5. A player's value is somewhat determined to his supporting cast. There is Andrew McCutchen, for example, who is the only great player on his team. So as such, he was the guy who carried the Pirates by himself for as long as they stayed in the race. Indeed, McCutchen accounts for 46% of his team's offensive WAR. On the other hand, Braun had supporting cast-mates like Aramis Ramirez, who is having a terrific season, which lessens Braun's value as in comparison to McCutchen. Can you buy that if McCutchen's team finally fell by the wayside because of the lack of support players? Mike Trout has Pujols and Trumbo. Who does Miguel Cabrera have besides Fielder?

6. And finally, pitchers have their own award and should not get MVPs. Well, how did this go last season when Justin Verlander won the award? Obviously, the WAR configurations have shown that a starting pitcher's value can be as high or higher than a position player. But the argument goes that pitchers only play every fifth day. Verlander also got consideration because of dogma number 5. Where would the Tigers have been last year without him?

As you can see, this is a very confusing set of dogmas and pony show. The award cannot be granted solely on the basis of value stats like WAR because such stats are imperfect. And so, in the end, the award becomes solely a subjective vote and the winner will depend on how many writers will support a specific set of dogmas. Your Fan wrote a piece over at IIATMS on who the Yankees' MVP was this season and many were up in arms over the choice not being Derek Jeter. We cannot forget those intangible dogmas, can we?
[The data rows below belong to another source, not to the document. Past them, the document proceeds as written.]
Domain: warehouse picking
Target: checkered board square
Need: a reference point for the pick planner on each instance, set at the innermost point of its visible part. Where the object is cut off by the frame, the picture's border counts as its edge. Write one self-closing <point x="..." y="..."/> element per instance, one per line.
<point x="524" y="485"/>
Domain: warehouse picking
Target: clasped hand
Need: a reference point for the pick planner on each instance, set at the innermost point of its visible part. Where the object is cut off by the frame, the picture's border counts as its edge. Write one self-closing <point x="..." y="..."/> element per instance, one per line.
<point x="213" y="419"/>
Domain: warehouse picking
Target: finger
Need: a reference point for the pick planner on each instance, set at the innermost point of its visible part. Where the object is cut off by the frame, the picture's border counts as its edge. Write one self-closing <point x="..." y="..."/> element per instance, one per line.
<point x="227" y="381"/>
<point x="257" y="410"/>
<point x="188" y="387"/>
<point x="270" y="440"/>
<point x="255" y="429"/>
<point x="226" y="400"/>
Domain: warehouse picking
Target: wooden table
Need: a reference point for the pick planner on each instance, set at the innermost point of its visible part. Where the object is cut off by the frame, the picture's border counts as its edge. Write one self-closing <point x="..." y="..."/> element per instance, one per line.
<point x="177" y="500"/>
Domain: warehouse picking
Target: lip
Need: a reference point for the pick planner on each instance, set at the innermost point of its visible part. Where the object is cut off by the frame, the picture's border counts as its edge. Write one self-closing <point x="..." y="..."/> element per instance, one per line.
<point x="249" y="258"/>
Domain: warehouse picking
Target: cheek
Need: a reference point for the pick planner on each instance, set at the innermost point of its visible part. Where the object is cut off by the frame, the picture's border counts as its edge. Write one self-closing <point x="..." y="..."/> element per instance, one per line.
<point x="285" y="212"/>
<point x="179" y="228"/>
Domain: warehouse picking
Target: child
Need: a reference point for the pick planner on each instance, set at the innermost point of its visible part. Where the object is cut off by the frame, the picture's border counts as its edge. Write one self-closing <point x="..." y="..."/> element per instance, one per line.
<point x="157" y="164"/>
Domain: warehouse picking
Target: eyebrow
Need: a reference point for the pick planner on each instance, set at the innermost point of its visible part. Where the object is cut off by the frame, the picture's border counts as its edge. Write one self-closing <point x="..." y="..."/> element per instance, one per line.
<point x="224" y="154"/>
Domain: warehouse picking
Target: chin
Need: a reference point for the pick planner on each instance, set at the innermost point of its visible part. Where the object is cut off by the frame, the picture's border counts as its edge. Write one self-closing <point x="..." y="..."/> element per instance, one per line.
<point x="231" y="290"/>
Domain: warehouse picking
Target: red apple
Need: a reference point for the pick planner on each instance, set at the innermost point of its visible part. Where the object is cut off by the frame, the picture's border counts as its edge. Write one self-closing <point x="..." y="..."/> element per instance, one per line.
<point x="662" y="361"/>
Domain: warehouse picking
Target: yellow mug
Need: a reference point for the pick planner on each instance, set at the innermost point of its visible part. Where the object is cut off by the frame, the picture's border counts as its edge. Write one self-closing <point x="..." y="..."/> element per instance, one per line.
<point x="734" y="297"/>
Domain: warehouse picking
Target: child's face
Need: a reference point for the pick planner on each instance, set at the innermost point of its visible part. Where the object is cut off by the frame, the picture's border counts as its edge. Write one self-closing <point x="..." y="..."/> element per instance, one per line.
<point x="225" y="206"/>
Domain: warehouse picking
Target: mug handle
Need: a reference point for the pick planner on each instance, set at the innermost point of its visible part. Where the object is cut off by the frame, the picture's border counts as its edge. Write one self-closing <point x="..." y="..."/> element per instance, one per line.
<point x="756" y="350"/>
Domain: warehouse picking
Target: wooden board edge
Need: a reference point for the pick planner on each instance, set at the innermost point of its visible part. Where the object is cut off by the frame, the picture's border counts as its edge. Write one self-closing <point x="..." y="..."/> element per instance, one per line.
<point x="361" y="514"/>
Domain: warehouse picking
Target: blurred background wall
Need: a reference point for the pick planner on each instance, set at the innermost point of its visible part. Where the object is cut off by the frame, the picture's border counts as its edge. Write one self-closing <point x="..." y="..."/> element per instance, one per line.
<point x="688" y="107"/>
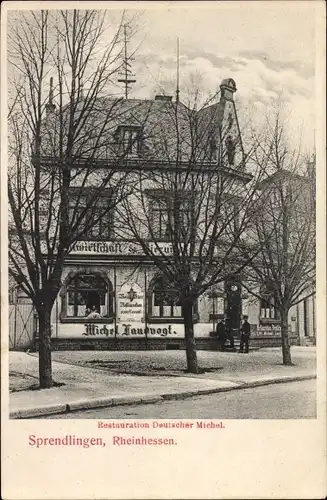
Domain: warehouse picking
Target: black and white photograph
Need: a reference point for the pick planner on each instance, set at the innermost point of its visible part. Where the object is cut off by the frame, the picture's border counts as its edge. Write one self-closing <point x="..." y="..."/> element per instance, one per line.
<point x="161" y="181"/>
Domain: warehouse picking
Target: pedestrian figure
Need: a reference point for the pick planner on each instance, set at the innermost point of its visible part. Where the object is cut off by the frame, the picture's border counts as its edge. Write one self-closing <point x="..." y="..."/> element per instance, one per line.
<point x="94" y="314"/>
<point x="229" y="333"/>
<point x="245" y="335"/>
<point x="221" y="334"/>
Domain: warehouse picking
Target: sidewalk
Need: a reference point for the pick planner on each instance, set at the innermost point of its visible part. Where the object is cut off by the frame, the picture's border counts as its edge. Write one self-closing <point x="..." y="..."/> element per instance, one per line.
<point x="86" y="387"/>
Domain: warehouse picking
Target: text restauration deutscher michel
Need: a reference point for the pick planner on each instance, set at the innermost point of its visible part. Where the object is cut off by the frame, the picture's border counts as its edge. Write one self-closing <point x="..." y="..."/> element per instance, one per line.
<point x="155" y="424"/>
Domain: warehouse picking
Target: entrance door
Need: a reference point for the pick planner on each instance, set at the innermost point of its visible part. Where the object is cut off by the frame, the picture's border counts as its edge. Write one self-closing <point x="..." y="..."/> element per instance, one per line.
<point x="234" y="303"/>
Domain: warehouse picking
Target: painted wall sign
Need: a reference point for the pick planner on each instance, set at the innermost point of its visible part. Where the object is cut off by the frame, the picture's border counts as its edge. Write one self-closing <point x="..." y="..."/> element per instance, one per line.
<point x="118" y="248"/>
<point x="124" y="248"/>
<point x="128" y="330"/>
<point x="130" y="303"/>
<point x="268" y="330"/>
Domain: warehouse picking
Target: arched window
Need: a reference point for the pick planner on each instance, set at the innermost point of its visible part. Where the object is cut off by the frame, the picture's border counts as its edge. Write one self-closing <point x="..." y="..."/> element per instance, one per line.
<point x="86" y="292"/>
<point x="164" y="301"/>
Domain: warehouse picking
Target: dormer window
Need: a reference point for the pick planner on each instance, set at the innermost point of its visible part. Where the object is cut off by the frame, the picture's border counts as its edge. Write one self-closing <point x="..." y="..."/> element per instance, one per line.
<point x="129" y="138"/>
<point x="230" y="146"/>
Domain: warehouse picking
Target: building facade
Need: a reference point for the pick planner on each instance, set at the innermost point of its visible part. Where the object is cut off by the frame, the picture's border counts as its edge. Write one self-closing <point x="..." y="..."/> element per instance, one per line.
<point x="112" y="294"/>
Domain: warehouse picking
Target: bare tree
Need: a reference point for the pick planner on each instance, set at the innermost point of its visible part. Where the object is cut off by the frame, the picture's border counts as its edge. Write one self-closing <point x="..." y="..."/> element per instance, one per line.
<point x="192" y="208"/>
<point x="283" y="274"/>
<point x="61" y="156"/>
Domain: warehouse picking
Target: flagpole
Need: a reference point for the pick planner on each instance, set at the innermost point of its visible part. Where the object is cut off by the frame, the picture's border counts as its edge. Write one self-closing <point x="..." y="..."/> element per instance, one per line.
<point x="145" y="309"/>
<point x="115" y="303"/>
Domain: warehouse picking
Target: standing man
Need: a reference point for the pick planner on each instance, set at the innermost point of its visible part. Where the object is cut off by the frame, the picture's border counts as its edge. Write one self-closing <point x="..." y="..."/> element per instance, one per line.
<point x="245" y="335"/>
<point x="221" y="334"/>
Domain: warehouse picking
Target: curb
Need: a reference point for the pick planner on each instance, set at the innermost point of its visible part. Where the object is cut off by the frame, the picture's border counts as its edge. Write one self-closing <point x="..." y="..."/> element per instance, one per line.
<point x="145" y="398"/>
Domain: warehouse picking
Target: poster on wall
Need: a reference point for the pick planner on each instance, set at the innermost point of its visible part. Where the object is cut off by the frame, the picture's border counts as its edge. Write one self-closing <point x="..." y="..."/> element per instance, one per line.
<point x="130" y="303"/>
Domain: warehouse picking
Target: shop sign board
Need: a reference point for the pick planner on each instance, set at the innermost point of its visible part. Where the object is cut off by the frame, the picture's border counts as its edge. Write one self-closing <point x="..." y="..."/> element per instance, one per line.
<point x="128" y="330"/>
<point x="130" y="303"/>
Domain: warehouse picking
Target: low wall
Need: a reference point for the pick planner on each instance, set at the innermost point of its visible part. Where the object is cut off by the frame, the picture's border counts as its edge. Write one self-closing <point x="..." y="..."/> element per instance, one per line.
<point x="154" y="344"/>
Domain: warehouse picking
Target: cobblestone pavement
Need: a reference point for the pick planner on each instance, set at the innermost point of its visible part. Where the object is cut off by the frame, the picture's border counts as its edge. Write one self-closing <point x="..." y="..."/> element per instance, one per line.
<point x="216" y="364"/>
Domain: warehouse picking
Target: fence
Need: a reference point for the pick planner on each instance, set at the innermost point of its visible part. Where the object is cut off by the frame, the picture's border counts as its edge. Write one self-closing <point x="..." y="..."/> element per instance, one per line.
<point x="22" y="326"/>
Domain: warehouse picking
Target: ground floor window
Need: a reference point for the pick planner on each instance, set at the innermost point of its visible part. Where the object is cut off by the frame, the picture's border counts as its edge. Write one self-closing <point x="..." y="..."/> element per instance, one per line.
<point x="164" y="301"/>
<point x="88" y="293"/>
<point x="268" y="309"/>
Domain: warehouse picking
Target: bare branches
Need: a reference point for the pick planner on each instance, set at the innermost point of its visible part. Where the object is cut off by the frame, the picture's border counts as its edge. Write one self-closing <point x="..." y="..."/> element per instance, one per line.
<point x="56" y="129"/>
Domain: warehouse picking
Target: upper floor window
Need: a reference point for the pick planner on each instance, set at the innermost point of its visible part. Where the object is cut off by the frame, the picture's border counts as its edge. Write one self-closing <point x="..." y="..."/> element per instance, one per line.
<point x="230" y="146"/>
<point x="171" y="215"/>
<point x="91" y="213"/>
<point x="129" y="140"/>
<point x="88" y="294"/>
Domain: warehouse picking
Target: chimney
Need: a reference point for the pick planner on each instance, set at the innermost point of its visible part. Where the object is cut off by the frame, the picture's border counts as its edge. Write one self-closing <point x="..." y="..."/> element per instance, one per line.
<point x="50" y="107"/>
<point x="163" y="98"/>
<point x="227" y="88"/>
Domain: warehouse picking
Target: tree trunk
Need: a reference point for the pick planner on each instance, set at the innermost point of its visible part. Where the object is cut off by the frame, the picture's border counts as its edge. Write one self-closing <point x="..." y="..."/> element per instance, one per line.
<point x="286" y="348"/>
<point x="191" y="357"/>
<point x="45" y="364"/>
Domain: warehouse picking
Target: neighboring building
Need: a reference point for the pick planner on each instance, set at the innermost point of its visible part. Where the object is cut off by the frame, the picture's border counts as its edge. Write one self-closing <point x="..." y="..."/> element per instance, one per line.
<point x="113" y="276"/>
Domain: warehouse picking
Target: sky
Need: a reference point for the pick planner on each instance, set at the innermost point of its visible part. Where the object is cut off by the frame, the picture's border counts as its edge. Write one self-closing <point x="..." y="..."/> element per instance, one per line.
<point x="268" y="48"/>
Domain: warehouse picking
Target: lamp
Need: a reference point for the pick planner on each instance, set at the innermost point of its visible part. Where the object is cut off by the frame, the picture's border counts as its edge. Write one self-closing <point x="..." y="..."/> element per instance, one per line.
<point x="131" y="294"/>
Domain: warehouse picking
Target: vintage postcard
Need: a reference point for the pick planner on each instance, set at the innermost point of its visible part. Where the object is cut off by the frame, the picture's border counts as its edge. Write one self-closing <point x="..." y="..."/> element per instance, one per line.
<point x="163" y="276"/>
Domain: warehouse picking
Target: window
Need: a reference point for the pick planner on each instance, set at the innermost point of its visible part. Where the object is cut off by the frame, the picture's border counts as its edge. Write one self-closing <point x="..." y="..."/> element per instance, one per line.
<point x="129" y="140"/>
<point x="91" y="214"/>
<point x="230" y="146"/>
<point x="159" y="219"/>
<point x="268" y="309"/>
<point x="165" y="303"/>
<point x="171" y="213"/>
<point x="86" y="292"/>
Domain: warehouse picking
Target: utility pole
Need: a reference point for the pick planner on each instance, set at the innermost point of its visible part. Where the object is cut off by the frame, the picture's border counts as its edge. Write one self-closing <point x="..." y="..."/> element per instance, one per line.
<point x="177" y="76"/>
<point x="126" y="80"/>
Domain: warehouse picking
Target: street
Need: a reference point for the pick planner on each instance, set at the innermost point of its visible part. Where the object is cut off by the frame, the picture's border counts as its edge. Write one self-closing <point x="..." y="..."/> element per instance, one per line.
<point x="278" y="401"/>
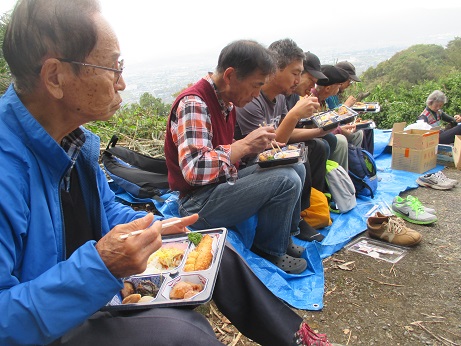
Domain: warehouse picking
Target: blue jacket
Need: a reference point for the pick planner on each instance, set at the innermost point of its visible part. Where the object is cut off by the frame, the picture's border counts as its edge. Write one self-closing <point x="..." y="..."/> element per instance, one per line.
<point x="42" y="295"/>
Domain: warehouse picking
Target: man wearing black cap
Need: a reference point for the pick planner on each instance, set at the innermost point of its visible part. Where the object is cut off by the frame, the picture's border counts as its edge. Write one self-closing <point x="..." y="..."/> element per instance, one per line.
<point x="318" y="148"/>
<point x="335" y="100"/>
<point x="324" y="89"/>
<point x="311" y="74"/>
<point x="270" y="106"/>
<point x="363" y="137"/>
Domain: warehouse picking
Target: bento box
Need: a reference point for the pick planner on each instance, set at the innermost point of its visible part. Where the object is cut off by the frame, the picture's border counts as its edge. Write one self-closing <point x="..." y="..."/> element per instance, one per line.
<point x="178" y="274"/>
<point x="330" y="119"/>
<point x="286" y="155"/>
<point x="366" y="107"/>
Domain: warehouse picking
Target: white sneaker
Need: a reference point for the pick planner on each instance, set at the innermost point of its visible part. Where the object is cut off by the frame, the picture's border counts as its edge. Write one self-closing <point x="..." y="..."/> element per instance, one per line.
<point x="437" y="181"/>
<point x="442" y="176"/>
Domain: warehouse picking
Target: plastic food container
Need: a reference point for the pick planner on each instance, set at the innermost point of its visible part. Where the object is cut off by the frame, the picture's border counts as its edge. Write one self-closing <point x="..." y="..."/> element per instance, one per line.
<point x="330" y="119"/>
<point x="366" y="107"/>
<point x="289" y="154"/>
<point x="156" y="284"/>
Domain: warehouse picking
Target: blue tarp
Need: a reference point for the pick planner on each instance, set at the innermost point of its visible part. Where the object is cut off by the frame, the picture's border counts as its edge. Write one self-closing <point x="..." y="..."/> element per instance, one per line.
<point x="305" y="291"/>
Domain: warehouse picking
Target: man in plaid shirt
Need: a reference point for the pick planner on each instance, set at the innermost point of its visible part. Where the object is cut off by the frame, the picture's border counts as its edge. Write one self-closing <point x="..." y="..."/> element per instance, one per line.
<point x="203" y="159"/>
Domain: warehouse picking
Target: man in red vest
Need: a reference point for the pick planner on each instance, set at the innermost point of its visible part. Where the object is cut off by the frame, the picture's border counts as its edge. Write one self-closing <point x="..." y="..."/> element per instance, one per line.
<point x="203" y="159"/>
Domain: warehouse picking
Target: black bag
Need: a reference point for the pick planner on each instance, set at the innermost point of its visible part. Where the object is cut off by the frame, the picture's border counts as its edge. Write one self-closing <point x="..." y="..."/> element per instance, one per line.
<point x="363" y="172"/>
<point x="140" y="175"/>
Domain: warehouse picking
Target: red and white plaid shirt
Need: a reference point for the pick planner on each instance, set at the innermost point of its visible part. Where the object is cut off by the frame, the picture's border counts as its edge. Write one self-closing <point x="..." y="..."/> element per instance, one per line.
<point x="201" y="164"/>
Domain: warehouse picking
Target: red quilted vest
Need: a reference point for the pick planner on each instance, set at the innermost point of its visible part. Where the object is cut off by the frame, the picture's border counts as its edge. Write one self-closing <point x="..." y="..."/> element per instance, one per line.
<point x="223" y="132"/>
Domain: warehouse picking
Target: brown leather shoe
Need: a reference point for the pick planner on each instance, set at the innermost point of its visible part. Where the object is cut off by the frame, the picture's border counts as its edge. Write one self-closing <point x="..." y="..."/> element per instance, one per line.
<point x="392" y="229"/>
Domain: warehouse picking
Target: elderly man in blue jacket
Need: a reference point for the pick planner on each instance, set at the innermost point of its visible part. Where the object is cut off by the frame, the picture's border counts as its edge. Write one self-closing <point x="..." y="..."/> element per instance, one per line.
<point x="62" y="256"/>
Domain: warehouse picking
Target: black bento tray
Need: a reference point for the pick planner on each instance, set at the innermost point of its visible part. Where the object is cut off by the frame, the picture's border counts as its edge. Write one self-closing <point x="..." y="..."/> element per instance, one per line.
<point x="165" y="280"/>
<point x="370" y="107"/>
<point x="301" y="155"/>
<point x="370" y="124"/>
<point x="330" y="119"/>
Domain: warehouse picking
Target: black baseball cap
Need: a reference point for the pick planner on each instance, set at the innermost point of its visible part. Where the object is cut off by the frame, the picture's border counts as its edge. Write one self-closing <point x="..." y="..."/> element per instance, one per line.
<point x="349" y="68"/>
<point x="312" y="65"/>
<point x="334" y="74"/>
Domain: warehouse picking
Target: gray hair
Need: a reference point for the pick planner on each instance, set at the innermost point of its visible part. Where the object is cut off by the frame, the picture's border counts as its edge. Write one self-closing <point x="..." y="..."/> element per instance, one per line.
<point x="41" y="29"/>
<point x="435" y="97"/>
<point x="285" y="52"/>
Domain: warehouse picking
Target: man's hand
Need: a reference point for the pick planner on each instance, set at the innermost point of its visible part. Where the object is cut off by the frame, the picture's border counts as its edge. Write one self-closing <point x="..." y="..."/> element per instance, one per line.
<point x="305" y="107"/>
<point x="255" y="142"/>
<point x="351" y="100"/>
<point x="125" y="257"/>
<point x="349" y="128"/>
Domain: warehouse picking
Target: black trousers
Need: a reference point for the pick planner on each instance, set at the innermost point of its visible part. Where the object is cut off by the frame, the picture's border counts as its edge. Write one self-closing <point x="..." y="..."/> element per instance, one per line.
<point x="319" y="151"/>
<point x="239" y="295"/>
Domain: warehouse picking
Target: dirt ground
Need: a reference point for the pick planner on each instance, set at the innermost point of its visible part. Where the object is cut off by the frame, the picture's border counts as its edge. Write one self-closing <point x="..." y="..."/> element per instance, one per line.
<point x="416" y="301"/>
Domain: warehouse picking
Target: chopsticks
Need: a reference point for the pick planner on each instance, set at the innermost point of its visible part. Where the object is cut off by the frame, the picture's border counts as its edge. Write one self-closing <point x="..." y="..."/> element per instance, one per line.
<point x="165" y="225"/>
<point x="273" y="141"/>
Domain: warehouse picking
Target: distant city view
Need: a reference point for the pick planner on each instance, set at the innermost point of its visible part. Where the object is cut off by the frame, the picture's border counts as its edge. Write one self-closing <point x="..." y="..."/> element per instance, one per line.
<point x="162" y="80"/>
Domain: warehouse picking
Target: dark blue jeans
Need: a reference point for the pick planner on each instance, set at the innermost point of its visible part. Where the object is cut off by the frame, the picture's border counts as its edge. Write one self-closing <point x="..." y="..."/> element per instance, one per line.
<point x="273" y="194"/>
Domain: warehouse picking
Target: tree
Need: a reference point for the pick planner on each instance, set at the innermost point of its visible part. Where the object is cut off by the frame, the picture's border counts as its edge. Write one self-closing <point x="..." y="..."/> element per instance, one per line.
<point x="454" y="52"/>
<point x="155" y="104"/>
<point x="5" y="76"/>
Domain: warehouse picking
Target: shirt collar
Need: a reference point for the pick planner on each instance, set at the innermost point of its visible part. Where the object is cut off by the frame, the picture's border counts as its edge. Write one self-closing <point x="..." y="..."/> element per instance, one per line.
<point x="225" y="109"/>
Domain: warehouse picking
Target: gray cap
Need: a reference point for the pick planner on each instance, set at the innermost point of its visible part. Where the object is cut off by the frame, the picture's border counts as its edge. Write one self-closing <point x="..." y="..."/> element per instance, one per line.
<point x="349" y="68"/>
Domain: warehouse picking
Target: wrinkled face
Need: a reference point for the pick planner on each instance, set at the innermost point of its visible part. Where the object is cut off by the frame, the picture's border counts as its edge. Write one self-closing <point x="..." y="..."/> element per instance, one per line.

This site's own picks will happen next week as part of the BBA voting requirements subjected to that organization's members. Those picks here will be just as subjective and based on this writer's own set of dogmas. They may or may not be correct and you readers will certainly react one way or another based on yours. Depending on your point of view, it's either a great part of the baseball charm, or it is a pain in the butt because no one way of voting seems to please everyone.